When it comes to your home, wildfires don't have to be disasters.

Arizona State Forestry Division participates in NFPA's Firewise Communities Program, a program that teaches people how to adapt to live with wildfire. As a homeowner, there are simple things you can do to reduce the risk of your property from wildfire.

The Firewise mission is to promote community-wide responsibility in the use of technology, policy, and practices that minimize the loss of life and property to wildland fire independent of firefighting efforts. For more information on the Firewise Communities Program, go to the Firewise Communities Program website.

Arizona's recognized Firewise Communities: Map    List

How to Get Firewise Community Recognition

Eight Steps to Arizona Firewise Community Recognition:
1. Contact your State or local District Firewise Coordinator to start the process.
2. Schedule a visit with your local District Firewise Coordinator. Read Living with Wildfire booklet for good information on the home ignition zone.
3. Form a Firewise board or committee.
4. Complete the community assessment or evaluation. Use the Assessment Form or equivalent.
5. Write a Firewise Plan. Use the Firewise Plan Template to help you get critical information in the plan.
6. Implement solutions; conduct a Firewise Day.
7. Apply for Firewise recognition through the State or District Firewise Coordinator. Use the Firewise Communites/USA Application form.
8. Renew recognition status by December 31 on an annual basis. Use the Firewise Communiites/USA Renewal form.

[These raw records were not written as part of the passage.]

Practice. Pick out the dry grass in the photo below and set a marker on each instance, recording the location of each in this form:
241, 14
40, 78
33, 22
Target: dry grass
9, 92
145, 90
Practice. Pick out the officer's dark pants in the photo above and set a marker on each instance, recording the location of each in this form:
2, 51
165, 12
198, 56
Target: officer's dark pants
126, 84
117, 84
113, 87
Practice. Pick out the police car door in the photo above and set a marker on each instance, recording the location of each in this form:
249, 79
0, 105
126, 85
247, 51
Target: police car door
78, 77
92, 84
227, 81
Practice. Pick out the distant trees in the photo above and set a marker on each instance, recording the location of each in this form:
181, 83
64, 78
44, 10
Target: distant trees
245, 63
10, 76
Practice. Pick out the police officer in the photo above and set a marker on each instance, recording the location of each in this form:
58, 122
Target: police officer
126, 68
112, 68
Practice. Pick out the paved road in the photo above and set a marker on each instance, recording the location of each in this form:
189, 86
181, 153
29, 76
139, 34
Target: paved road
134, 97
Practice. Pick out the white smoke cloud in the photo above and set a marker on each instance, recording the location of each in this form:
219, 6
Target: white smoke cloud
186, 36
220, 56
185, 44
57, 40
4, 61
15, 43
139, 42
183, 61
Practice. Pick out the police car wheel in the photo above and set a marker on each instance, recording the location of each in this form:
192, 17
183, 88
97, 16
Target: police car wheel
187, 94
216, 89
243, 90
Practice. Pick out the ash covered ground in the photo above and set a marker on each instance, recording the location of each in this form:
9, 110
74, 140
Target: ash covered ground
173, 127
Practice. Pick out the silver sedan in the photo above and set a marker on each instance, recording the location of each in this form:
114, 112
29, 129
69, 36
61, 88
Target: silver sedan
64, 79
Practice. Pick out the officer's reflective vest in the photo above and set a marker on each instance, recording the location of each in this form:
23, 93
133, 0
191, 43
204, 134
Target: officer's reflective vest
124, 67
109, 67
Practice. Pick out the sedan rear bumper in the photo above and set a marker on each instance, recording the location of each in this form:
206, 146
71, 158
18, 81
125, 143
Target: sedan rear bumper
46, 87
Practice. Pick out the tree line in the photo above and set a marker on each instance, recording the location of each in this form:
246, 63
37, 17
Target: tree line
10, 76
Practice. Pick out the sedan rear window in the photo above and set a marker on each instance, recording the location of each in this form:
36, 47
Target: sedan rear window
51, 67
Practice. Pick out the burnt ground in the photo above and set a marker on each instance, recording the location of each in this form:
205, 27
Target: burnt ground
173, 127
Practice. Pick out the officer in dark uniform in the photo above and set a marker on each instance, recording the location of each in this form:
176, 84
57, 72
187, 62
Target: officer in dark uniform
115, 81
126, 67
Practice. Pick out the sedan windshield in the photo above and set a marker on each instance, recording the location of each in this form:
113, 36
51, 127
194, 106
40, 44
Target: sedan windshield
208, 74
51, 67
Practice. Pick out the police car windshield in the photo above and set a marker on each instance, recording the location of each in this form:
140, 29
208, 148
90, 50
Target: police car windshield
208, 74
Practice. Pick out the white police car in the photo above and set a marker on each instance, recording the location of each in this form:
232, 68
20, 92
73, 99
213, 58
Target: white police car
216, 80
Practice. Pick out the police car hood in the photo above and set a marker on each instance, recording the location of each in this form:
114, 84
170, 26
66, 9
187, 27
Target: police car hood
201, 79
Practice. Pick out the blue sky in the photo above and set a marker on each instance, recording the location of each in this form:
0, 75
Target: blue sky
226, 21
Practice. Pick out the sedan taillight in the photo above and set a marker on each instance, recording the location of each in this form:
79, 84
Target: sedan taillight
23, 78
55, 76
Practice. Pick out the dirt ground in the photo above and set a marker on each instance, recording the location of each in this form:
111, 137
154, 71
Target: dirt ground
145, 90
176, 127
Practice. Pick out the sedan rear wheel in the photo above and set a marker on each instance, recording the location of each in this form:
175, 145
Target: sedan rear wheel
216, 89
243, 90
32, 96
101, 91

How to Become a Firewise Assessor or Advisor

Arizona communities seeking Firewise recognition are required to complete an assessment and Firewise Plan. These activities must be performed under the oversight of qualified individuals, as described below.

Firewise Assessor
The Firewise Assessor works with homeowners, homeowner associations, and the local fire department to complete Community and Home Assessments under the direct supervision of a qualified Firewise Advisor (see below).

The Assessor must complete “Assessing Wildfire Hazards in the Home Ignition Zone”, or equivalent training such as Arizona State Forestry Division’s Firewise Training. Contact the State Firewise Coordinator for more course information.

Firewise Advisor
In addition to the above-listed duties, the Advisor also assists in Firewise Plan development and recommends mitigation actions. The Advisor must have successfully completed the following:

  1. S-130 Firefighter training
  2. S-190 Introduction to Wildland Fire Behavior training
  3. S-215 Fire Operations in the Urban Interface training
  4. S-290 Intermediate Wildland Fire Behavior training
  5. ”Assessing Wildfire Hazards in the Home Ignition Zone” or equivalent training such as Arizona State
    Forestry Division’s Firewise Training
  6. Experience in fire behavior observation in Arizona major fuel types (6 hours in each fuel type).

 Certifications and other documents may be submitted to the State Firewise Coordinator for review.